Forestlands containing mature trees are often envisioned by prospective buyers as the preferred home sites, but in reality they probably are not the best wooded sites for development. The mature trees are usually less responsive to disturbance, and because of their size, are more difficult to remove later if they die or need to be removed for some reason.
Development is important to Indiana's economy and the well-being of its citizens. However, development's overall contribution can be enhanced by good planning that considers the needs of a community and the overall impacts of alternative development patterns. Whether development takes place on forestland, farmland, or other open space should be an informed decision based on all the pros and cons of the tradeoffs involved.
The Indiana Society of American Foresters supports planning that minimizes the fragmentation of forest parcels. Development on forestland should consider the economic and environmental benefits provided by each parcel of forestland. Development should focus on parcels with existing or planned infrastructure. The largest negative impacts result from developments scattered across the landscape with no consideration given to future needs for infrastructure or forest integrity. Development that supports the renewal of urban areas, older suburban areas, brownfields, historic districts, etc., should be of higher priority than new development in areas without supporting infrastructure.
Each planning jurisdiction should examine the current balance of land uses within its borders. The contributions of each use to the well-being of its citizens should be evaluated. Future development should be targeted to those tracts which can best accommodate it with minimal harm to the environment and the current land use. We support the conversion of underutilized acreage to more natural conditions within the matrix of developed land to provide environmental and other benefits. Development that concentrates houses and leaves as large a portion of the original tract as possible undisturbed should be encouraged, especially when large tracts of forestland are involved.
The forestry profession can assist in the planning process by being a source of technical information for planners and the citizens they serve. Foresters can help identify areas where forestlands should be maintained as working forests so they will continue to serve desirable environmental needs and at the same time provide a timber supply base for the valuable resource needs.

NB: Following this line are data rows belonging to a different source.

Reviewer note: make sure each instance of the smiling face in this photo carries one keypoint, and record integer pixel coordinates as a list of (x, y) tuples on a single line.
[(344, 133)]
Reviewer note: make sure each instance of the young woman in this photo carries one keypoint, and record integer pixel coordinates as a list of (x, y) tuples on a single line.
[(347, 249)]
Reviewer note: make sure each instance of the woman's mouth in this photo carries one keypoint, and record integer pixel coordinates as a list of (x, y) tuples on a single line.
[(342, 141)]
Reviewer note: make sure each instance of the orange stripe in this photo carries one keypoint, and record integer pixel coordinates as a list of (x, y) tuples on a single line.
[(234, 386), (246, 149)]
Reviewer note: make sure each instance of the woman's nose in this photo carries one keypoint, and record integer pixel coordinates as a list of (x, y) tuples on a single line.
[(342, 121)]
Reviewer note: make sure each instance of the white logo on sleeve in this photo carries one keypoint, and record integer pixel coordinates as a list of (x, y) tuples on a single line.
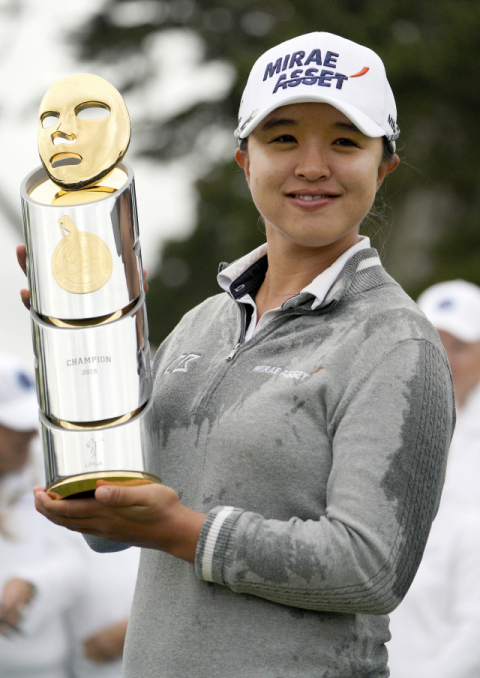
[(181, 364)]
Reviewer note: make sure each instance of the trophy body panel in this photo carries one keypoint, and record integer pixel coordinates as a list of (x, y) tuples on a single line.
[(108, 278), (88, 314), (93, 373), (75, 460)]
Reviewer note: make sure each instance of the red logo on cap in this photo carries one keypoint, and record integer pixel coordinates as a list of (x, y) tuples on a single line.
[(364, 70)]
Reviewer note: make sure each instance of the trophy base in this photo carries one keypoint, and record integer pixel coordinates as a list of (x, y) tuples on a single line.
[(85, 484)]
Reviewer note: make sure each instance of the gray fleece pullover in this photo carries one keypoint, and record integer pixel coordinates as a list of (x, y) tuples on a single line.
[(318, 451)]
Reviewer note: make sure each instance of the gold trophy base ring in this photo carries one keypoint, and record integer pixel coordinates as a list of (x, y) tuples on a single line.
[(85, 484)]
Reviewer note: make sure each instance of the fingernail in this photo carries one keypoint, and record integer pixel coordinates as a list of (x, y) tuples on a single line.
[(103, 493)]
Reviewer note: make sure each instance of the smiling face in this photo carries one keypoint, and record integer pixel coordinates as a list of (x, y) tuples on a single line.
[(313, 175), (84, 130)]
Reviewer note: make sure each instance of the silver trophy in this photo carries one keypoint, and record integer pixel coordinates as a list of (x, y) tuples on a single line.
[(89, 322)]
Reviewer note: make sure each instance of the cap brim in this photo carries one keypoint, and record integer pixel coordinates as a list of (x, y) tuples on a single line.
[(466, 334), (364, 123)]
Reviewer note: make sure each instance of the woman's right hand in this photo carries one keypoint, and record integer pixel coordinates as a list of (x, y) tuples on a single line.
[(22, 260)]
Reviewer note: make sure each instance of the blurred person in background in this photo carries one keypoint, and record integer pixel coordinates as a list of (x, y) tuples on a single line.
[(98, 621), (42, 568), (63, 608), (436, 629)]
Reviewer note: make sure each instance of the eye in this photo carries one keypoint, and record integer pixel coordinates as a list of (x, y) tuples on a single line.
[(49, 120), (92, 110), (346, 142), (285, 139)]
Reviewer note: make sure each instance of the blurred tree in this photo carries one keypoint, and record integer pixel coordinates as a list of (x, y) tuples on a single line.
[(429, 48)]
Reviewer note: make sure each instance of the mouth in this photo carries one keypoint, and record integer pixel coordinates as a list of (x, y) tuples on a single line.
[(65, 159), (58, 141), (307, 199)]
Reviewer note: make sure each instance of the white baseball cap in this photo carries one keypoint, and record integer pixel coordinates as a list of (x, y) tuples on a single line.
[(18, 398), (454, 307), (321, 67)]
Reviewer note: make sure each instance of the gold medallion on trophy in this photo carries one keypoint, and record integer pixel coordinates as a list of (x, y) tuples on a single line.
[(81, 262)]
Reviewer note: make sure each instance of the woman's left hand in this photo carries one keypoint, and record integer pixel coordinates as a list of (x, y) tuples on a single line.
[(149, 515)]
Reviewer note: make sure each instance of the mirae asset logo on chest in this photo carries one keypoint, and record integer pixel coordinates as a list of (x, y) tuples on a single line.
[(182, 363)]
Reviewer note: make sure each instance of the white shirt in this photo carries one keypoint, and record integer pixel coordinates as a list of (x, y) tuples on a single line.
[(319, 287), (36, 550), (436, 629)]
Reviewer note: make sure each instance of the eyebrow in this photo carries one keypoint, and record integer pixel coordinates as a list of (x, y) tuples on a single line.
[(347, 126), (280, 122)]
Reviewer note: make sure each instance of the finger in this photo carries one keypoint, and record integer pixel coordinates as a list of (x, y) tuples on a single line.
[(122, 495), (22, 257), (25, 296), (67, 509)]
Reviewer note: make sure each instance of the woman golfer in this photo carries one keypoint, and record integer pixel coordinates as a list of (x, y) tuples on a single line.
[(303, 415)]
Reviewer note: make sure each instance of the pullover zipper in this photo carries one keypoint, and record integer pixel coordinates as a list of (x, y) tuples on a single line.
[(243, 330), (233, 352)]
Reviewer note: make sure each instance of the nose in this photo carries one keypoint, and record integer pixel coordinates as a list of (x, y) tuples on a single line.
[(312, 164), (59, 137)]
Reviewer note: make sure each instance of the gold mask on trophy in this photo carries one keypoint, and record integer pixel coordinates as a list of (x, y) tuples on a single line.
[(84, 130)]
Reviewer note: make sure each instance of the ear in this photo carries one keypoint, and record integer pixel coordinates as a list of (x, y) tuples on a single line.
[(386, 168), (244, 162)]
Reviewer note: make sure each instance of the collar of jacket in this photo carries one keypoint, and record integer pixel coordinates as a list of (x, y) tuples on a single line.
[(362, 272)]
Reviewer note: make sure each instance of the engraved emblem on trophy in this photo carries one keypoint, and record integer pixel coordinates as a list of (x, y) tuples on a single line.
[(88, 314)]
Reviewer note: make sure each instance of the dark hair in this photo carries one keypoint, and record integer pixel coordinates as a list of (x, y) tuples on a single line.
[(387, 156)]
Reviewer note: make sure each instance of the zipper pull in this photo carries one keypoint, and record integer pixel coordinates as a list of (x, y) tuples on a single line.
[(232, 353)]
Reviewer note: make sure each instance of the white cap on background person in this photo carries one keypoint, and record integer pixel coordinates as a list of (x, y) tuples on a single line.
[(325, 68), (453, 307), (18, 398)]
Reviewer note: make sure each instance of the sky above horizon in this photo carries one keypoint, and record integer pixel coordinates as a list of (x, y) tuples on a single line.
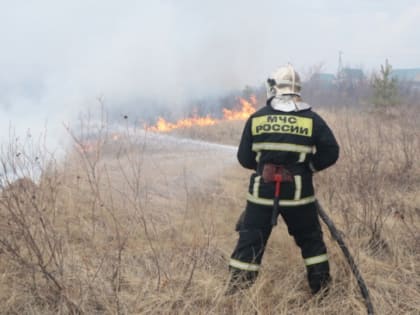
[(58, 57)]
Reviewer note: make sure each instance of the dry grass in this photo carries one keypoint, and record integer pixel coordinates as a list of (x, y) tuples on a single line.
[(139, 226)]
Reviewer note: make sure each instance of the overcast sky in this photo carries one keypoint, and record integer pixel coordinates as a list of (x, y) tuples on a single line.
[(57, 57)]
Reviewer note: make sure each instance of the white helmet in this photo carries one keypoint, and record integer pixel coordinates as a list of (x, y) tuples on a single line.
[(285, 80)]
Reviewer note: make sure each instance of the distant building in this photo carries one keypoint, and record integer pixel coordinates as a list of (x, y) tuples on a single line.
[(406, 75), (324, 79), (353, 75)]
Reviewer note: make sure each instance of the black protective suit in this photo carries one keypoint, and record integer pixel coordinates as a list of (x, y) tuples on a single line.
[(301, 142)]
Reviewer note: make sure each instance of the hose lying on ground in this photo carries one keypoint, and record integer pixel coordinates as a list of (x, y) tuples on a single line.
[(337, 236)]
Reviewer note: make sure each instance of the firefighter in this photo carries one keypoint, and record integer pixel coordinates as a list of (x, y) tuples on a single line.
[(284, 137)]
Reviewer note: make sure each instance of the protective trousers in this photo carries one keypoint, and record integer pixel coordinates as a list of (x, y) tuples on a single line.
[(254, 229)]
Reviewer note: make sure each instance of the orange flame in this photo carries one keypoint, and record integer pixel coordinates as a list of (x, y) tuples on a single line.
[(245, 110)]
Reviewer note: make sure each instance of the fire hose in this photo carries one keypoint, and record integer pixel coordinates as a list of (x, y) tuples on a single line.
[(337, 236), (278, 175)]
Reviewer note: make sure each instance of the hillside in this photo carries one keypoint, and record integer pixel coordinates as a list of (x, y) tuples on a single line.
[(143, 223)]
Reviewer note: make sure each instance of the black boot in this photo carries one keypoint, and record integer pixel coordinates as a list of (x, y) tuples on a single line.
[(319, 277)]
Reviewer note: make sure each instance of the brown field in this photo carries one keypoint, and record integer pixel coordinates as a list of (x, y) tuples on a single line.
[(144, 224)]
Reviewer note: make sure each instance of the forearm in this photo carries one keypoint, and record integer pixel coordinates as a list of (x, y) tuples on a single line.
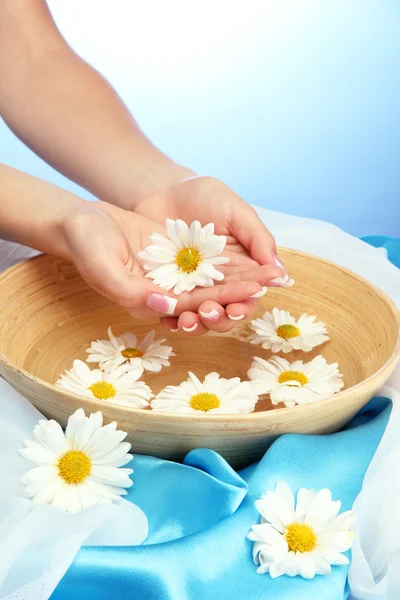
[(33, 212), (70, 115)]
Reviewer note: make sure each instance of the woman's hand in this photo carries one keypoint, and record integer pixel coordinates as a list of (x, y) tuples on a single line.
[(250, 246), (104, 241)]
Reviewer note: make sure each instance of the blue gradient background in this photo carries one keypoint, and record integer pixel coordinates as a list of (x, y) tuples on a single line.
[(295, 104)]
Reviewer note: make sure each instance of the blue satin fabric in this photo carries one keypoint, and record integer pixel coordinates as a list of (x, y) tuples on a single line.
[(201, 511)]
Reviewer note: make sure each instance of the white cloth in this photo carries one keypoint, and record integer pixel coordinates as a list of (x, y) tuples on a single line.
[(38, 543), (51, 546)]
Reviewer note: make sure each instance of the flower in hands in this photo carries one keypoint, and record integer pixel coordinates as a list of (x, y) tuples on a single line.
[(115, 387), (295, 383), (148, 355), (214, 395), (305, 539), (187, 259), (279, 331), (79, 468)]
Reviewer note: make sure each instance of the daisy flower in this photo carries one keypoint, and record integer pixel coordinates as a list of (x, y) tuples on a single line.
[(305, 539), (187, 259), (295, 383), (214, 395), (79, 468), (116, 386), (280, 332), (148, 355)]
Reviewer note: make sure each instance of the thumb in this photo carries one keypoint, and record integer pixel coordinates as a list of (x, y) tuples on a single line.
[(138, 295)]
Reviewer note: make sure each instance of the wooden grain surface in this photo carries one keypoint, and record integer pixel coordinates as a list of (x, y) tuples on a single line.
[(49, 315)]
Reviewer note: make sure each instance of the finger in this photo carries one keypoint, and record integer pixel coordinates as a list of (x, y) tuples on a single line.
[(222, 294), (170, 323), (190, 323), (251, 232), (241, 310), (262, 274), (215, 317)]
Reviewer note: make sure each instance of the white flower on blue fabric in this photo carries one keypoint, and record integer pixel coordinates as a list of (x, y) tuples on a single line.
[(303, 538), (279, 331), (77, 469), (187, 259)]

Foresters can also assist developers by suggesting ways to preserve the beauty and serenity of the forest, so important to prospective home buyers. They can explain to developers and landowners the importance of continued forest management to the health of the forest. Healthy forests minimize the dangers to homeowners from potential storm damage and wildfire. Foresters are trained to work with other natural resource professionals on issues related to soil erosion, water quality, wildlife habitat management, and other important concerns. Initial contact with either a private consulting forester or a public forester can be made by contacting the Indiana Department of Natural Resources, Division of Forestry; or the Purdue Cooperative Extension office in your county.